Comprueba, con placer, que a la entrevistadora también le gustan esos 'pequeños films noirs que abundaban en mi juventud, en los que un hombre y una mujer se odiaban a rabiar pero tú sabías que acabarían casándose, aunque ignorabas cómo se las apañaría el director para solucionar aquel enredo'.

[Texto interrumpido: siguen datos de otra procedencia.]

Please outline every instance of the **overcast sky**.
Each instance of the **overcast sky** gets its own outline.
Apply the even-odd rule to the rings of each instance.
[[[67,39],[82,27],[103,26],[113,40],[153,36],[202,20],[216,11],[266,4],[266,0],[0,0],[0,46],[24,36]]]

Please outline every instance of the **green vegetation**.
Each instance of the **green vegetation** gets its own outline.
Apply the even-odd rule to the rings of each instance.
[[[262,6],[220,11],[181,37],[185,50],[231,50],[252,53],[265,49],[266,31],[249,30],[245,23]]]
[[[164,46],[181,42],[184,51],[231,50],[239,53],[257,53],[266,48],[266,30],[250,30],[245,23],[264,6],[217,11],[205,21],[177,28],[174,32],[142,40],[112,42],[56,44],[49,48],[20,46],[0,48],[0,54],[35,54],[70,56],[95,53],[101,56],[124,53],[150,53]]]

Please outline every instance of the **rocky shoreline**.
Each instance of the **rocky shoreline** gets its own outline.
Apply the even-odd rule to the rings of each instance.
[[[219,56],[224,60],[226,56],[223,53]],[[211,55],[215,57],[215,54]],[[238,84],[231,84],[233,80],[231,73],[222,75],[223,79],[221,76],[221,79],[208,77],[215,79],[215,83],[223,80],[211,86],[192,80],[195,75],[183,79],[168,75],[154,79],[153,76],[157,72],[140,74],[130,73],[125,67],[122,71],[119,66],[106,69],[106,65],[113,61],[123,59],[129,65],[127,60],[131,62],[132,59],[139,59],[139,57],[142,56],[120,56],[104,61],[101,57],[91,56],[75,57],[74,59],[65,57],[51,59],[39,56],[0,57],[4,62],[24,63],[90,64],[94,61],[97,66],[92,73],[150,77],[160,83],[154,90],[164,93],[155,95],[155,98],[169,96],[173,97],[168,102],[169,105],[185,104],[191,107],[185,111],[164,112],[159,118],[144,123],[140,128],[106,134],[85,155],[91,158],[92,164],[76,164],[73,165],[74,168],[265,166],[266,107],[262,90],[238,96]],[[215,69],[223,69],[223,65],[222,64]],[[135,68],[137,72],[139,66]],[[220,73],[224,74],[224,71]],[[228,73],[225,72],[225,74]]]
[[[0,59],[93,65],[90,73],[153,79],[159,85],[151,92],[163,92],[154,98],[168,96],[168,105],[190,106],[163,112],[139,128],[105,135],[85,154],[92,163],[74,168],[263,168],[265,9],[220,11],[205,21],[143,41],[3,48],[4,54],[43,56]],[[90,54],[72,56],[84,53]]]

Es un caso modélico de entrevistado inteligente. No importa la sandez que se le pregunte (y vive el cielo que la sandez abunda en las ruedas de prensa), el señor Allen responderá con sabiduría. Así ocurre cuando alguien le dice que trabaja en un espacio radiofónico de humor y le pide ordinariamente consejo 'para vivir siempre de esto'. Woody Allen, apacible y amablemente, contesta:

'El único consejo que puedo dar a quien quiera dedicarse al humor es que se trata de algo con lo que se nace. No puede adquirirse. Quien quiera dedicarse tiene que preguntarse si ha nacido o no con el don. Reconocerlo pronto puede ahorrarle un montón de dolor'. El inquieto inquisidor, ajeno a la sutil tomadura de pelo, insiste, y Allen añade: 'Por otra parte, hay que asumir que el público tiene la misma inteligencia que uno, o posiblemente más, y eso te ayudará a mantener el nivel, en lugar de sucumbir a lo más bajo, de caer en el toilet humour tipo Hollywood, en donde hay un elevadísimo nivel de producción pero nada más, porque se usan fórmulas y un humor muy burdo'.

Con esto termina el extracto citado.